In a potential windfall for New York’s film industry, Lionsgate Studios is now open for business. And when the $500 million Yonkers, N.Y., operation expands to a million square feet and 12 soundstages by mid-2023, it will become one of the largest production facilities in the East Coast.

Great Point Studios (GPS), which is building and managing the production campus it owns for Lionsgate Entertainment, is also partnering with S.I. Newhouse School of Public Communications at Syracuse University to create a hands-on filmmaking course. “We’re bringing in cinematographers and other professionals for one-week rotating seminars this spring,” CEO Robert A. Halmi says. “Students will learn how to work in grip, electric, wardrobe, catering, security and other departments. They’ll get to watch films being made and assist in making them.”

Four students from each class will earn internships as production assistants, moving between sets in Los Angeles; Buffalo, N.Y.; Atlanta; Wales, U.K. and other locations where GPS and Lionsgate have business relationships.

The new program is just one of several ways that GPS and Lionsgate — buoyed by unprecedented demand for New York City-area production from streamers and cable outlets — are investing in the future of filmmaking in the northeast. Ahead of its official Jan. 11 opening, crews have begun moving sets onto the first three soundstages, situated on a half-million square feet of production, office, support and mill space.

“It was pretty clear when we started our U.S. fund that there was an acute shortage of infrastructure for this fast-growing industry,” Halmi says. “I think we spent three days fundraising to raise $500 million. On the third day, [private equity firm] Lindsay Goldberg came in and said, ‘Whatever you want, you have it.’”

Halmi and GPS chairman Fehmi Zeko, former vice chairman of Bank of Americagave Lionsgate Entertainment naming rights to the complex in exchange for an initial investment and a commitment to long-term leases on three stages.
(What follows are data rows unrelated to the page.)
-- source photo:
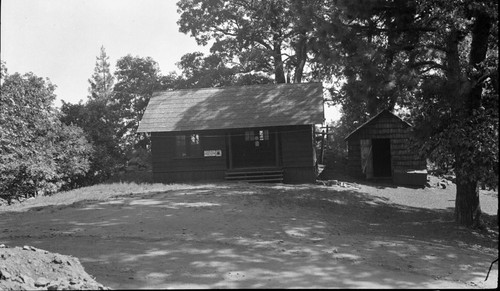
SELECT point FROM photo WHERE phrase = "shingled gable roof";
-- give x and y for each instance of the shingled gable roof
(371, 120)
(234, 107)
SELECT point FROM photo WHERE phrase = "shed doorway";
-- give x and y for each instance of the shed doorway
(381, 155)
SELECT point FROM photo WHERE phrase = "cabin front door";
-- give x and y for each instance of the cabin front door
(253, 148)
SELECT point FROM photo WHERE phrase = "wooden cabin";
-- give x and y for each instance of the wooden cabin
(378, 149)
(259, 133)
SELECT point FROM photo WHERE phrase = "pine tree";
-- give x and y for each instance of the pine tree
(101, 82)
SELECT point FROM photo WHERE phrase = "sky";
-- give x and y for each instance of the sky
(60, 39)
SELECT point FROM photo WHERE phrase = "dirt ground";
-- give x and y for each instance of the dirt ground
(238, 235)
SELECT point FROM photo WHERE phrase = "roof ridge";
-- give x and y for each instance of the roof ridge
(237, 86)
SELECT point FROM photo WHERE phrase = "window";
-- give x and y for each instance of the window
(260, 135)
(187, 146)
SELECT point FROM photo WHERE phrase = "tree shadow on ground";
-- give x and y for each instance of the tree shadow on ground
(258, 236)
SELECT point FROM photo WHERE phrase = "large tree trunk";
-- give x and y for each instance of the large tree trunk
(279, 72)
(467, 206)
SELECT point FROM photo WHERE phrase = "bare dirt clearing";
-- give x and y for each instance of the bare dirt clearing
(232, 235)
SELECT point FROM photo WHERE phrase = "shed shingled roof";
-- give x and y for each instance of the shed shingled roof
(234, 107)
(374, 118)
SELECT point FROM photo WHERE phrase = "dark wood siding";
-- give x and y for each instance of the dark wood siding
(169, 168)
(297, 153)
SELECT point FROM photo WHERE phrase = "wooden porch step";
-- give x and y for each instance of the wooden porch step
(256, 175)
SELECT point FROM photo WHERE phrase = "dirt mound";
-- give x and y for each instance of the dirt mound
(29, 268)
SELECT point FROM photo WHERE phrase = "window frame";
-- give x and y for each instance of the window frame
(188, 145)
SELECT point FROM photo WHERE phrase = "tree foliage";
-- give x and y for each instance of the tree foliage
(39, 154)
(437, 59)
(272, 34)
(101, 82)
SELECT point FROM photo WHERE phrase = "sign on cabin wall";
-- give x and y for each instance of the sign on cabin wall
(212, 153)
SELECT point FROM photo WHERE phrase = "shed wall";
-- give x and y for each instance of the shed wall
(403, 160)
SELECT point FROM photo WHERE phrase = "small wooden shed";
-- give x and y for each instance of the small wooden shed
(254, 133)
(378, 149)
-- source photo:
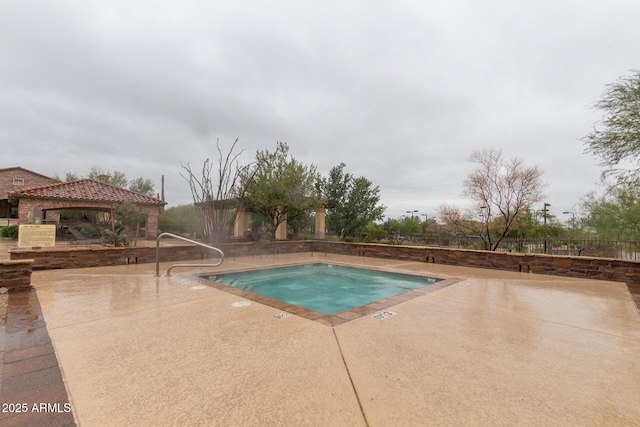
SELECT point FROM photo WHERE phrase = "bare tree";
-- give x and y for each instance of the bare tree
(499, 190)
(214, 196)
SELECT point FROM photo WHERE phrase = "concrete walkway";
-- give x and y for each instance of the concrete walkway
(494, 348)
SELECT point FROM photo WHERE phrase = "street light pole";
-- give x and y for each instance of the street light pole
(573, 221)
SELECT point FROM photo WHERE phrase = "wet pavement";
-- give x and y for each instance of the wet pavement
(491, 348)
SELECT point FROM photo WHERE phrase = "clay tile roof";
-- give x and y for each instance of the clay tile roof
(86, 190)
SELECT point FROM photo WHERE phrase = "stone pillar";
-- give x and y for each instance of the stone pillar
(241, 223)
(320, 217)
(281, 231)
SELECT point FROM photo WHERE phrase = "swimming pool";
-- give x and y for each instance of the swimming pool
(324, 288)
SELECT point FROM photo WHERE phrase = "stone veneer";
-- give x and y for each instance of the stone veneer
(584, 267)
(16, 275)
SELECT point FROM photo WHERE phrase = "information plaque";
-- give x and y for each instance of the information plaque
(36, 235)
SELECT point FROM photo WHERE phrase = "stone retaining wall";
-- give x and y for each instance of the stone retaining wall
(572, 266)
(16, 275)
(584, 267)
(93, 256)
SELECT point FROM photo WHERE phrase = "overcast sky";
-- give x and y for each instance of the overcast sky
(401, 91)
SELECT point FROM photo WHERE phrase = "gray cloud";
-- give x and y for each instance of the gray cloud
(401, 93)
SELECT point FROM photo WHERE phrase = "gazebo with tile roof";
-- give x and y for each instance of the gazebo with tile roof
(86, 194)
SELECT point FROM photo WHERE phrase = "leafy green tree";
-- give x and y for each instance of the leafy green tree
(375, 232)
(615, 215)
(117, 178)
(356, 202)
(615, 139)
(277, 187)
(128, 218)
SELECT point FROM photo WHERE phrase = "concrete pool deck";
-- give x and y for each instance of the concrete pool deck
(492, 348)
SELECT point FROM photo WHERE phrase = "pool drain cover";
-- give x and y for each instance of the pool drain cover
(383, 315)
(240, 304)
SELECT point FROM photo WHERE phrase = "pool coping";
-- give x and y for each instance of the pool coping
(325, 319)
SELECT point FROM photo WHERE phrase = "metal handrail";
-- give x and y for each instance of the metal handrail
(183, 265)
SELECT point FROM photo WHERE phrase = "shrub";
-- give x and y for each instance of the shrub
(114, 239)
(10, 231)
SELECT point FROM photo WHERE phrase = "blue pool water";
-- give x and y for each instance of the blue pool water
(325, 288)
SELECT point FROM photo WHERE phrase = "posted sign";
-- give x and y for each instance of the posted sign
(36, 235)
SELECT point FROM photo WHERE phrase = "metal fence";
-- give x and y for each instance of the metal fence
(628, 250)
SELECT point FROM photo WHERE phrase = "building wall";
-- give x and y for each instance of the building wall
(31, 179)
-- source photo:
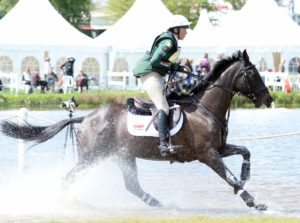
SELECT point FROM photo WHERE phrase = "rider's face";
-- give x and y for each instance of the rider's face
(182, 33)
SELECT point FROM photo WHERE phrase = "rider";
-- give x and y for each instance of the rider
(154, 66)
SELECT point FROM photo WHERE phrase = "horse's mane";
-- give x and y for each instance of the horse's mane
(221, 65)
Nine other companies will be joining them with 10-year leases soon.

Hallmark Channel founder Halmi drew upon his on-set experience with hundreds of productions to design the studio. “The concept was built around having more of an L.A. workflow,” he says. “Where does the crew want to be? How do you get the props into the warehouse? What are the needs of the talent? Where do the Winnebagos and trucks park? It’s just easier to work when the trucks can be right next to the studio.”
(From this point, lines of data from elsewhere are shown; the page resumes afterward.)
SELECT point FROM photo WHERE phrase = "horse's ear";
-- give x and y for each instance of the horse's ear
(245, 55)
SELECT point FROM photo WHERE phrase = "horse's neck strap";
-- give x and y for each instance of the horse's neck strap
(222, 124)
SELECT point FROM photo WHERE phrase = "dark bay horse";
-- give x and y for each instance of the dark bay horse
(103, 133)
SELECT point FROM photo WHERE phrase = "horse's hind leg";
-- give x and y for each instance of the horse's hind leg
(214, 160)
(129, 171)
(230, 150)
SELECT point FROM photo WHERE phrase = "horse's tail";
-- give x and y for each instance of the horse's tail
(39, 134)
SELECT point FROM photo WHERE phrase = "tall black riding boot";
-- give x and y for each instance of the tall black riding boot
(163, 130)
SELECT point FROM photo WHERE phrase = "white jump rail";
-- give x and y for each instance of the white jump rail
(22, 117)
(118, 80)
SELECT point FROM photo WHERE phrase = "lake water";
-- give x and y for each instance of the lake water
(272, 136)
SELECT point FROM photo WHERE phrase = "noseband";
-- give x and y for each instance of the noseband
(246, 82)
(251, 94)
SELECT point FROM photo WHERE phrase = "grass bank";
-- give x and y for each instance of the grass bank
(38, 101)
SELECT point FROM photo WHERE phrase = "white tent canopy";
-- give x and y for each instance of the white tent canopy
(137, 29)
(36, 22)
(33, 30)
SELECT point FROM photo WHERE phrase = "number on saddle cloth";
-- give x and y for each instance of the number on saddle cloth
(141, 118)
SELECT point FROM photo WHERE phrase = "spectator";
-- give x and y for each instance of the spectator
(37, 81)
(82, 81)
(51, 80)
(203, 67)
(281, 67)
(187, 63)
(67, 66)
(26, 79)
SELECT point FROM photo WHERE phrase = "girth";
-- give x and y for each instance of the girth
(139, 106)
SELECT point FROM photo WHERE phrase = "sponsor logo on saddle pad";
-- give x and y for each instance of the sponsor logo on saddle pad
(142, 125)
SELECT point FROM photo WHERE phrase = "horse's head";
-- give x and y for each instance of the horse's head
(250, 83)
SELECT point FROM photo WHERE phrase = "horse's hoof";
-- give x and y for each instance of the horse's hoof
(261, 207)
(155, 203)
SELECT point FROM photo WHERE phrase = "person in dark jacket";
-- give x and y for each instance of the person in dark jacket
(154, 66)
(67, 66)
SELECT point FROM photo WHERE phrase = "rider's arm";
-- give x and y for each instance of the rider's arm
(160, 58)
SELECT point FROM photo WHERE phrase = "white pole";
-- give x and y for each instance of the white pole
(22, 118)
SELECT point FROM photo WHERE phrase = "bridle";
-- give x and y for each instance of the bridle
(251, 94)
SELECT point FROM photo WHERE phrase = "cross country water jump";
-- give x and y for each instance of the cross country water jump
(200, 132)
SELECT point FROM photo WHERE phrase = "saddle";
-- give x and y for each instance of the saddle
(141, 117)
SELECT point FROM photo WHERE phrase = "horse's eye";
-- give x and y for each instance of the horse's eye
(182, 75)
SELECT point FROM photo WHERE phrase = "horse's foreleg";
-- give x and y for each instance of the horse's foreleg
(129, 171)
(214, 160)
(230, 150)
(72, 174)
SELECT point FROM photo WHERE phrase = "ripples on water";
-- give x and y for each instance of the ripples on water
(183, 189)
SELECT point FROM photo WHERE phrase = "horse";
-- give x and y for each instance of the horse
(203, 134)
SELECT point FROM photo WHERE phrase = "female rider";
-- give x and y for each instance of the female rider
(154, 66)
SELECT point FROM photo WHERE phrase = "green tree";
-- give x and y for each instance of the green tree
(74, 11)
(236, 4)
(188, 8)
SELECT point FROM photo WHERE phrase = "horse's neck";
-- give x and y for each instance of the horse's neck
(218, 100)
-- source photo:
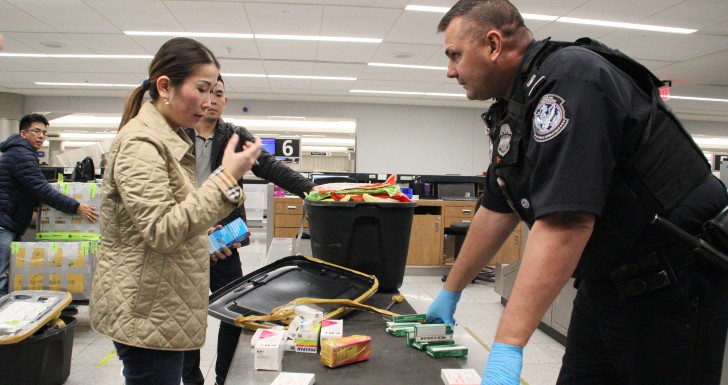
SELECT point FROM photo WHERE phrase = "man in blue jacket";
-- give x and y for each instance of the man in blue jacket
(23, 187)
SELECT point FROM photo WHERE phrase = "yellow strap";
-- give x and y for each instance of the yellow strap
(285, 313)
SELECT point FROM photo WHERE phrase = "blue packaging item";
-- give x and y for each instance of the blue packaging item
(235, 231)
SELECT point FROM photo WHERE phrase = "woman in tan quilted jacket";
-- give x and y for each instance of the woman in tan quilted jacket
(150, 284)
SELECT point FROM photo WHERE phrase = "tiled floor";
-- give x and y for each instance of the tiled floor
(95, 362)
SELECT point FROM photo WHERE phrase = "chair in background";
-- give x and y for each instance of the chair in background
(460, 230)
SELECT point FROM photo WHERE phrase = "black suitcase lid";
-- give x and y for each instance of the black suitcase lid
(283, 281)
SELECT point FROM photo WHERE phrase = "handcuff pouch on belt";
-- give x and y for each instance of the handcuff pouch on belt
(651, 271)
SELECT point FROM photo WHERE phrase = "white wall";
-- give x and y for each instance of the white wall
(390, 138)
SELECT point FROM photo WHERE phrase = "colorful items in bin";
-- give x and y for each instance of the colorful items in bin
(59, 266)
(55, 225)
(460, 377)
(345, 350)
(288, 378)
(359, 192)
(235, 231)
(269, 350)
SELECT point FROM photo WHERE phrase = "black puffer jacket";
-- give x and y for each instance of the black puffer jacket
(23, 187)
(268, 167)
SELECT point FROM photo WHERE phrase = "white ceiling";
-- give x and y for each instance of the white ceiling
(695, 63)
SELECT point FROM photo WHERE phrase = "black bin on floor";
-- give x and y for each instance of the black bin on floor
(41, 359)
(370, 237)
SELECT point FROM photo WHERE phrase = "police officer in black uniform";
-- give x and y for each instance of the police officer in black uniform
(586, 156)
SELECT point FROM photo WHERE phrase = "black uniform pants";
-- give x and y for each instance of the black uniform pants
(673, 335)
(221, 273)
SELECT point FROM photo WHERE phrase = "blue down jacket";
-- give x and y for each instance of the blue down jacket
(23, 187)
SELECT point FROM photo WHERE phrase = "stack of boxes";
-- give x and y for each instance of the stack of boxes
(63, 257)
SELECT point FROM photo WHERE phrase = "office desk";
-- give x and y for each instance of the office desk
(391, 362)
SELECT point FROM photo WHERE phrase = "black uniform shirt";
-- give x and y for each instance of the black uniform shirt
(581, 111)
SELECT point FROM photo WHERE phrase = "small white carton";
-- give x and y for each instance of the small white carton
(307, 312)
(259, 331)
(269, 350)
(332, 328)
(288, 378)
(460, 377)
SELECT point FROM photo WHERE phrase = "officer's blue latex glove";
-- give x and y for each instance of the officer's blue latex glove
(504, 365)
(443, 308)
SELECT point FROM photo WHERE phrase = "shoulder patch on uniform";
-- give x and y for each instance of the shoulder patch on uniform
(549, 118)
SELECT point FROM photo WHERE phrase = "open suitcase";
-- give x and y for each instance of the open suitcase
(266, 297)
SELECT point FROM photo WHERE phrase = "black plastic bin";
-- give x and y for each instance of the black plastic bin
(41, 359)
(370, 237)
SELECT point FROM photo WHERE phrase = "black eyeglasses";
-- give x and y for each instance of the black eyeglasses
(38, 131)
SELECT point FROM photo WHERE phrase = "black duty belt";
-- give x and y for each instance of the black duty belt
(651, 271)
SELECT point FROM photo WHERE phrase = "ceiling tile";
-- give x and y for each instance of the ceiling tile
(287, 50)
(288, 68)
(241, 66)
(358, 21)
(66, 16)
(277, 83)
(285, 19)
(228, 17)
(663, 46)
(338, 69)
(337, 85)
(426, 76)
(416, 27)
(345, 52)
(16, 19)
(106, 43)
(551, 8)
(625, 11)
(379, 85)
(137, 15)
(243, 83)
(396, 53)
(35, 42)
(359, 3)
(571, 32)
(385, 73)
(697, 14)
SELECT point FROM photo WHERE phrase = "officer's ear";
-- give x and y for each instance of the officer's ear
(494, 41)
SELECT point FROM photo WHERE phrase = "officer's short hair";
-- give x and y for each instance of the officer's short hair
(29, 119)
(485, 14)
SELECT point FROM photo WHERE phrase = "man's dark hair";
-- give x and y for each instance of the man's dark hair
(29, 119)
(486, 14)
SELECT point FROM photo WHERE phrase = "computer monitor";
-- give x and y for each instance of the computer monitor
(269, 144)
(456, 190)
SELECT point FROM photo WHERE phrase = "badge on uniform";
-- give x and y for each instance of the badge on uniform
(504, 139)
(549, 118)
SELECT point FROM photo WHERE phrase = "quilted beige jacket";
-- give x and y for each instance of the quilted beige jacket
(150, 286)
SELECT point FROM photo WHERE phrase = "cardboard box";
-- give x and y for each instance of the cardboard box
(55, 225)
(288, 378)
(460, 377)
(60, 266)
(235, 231)
(345, 350)
(269, 350)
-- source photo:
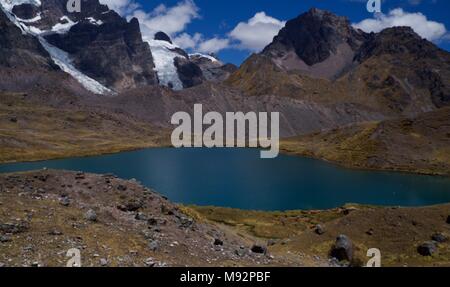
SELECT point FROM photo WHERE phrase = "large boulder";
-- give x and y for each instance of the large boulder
(342, 249)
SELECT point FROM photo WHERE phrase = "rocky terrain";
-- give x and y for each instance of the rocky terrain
(30, 130)
(419, 144)
(115, 222)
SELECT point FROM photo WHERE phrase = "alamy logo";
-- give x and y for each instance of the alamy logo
(374, 6)
(208, 130)
(73, 6)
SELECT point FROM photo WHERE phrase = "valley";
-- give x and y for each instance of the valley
(74, 85)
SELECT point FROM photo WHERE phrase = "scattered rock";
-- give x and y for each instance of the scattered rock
(165, 210)
(259, 249)
(55, 232)
(14, 228)
(79, 176)
(64, 201)
(141, 216)
(439, 237)
(186, 222)
(130, 206)
(240, 252)
(103, 262)
(348, 210)
(149, 262)
(427, 248)
(319, 229)
(342, 249)
(152, 221)
(153, 245)
(90, 215)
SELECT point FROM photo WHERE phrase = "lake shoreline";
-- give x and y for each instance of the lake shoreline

One of the greatest appeals of its spacious offices, dressing rooms, two commissaries and 200,000 square feet of parking lies in the fact that it’s all just a 35-minute drive, or 25-minute train ride, from midtown Manhattan. The train station is just a few steps away from the studio and new residential apartment buildings, all with an unobstructed view of the Hudson River.

Two years ago, GPS began retrofitting three Otis Elevator factory buildings built around the turn of the 20th century on the site. It was temporarily halted by the pandemic, but the pause gave them time to incorporate state-of-the-art production and security systems and room for COVID zones into the design. “This construction is bulletproof, and we’ve reclaimed the old brick and steel,” he says.

But Halmi’s biggest trip down memory lane is the course he’s creating with his alma mater. “I was actually thrown out of the Newhouse school with only six credits to go,” he recalls, after the dean learned he was paid for a Miller Brewing Company film using unpaid students from a filmmaking class he taught as an elective. “They asked me to do a lecture, and after a few years doing them, I had lunch with the [new] dean. I told him the story and he started laughing. He said, ‘That’s not even legal!’ So they gave me my degree 27 years later, and now they have a Robert Halmi Jr. Auditorium. It all worked out.”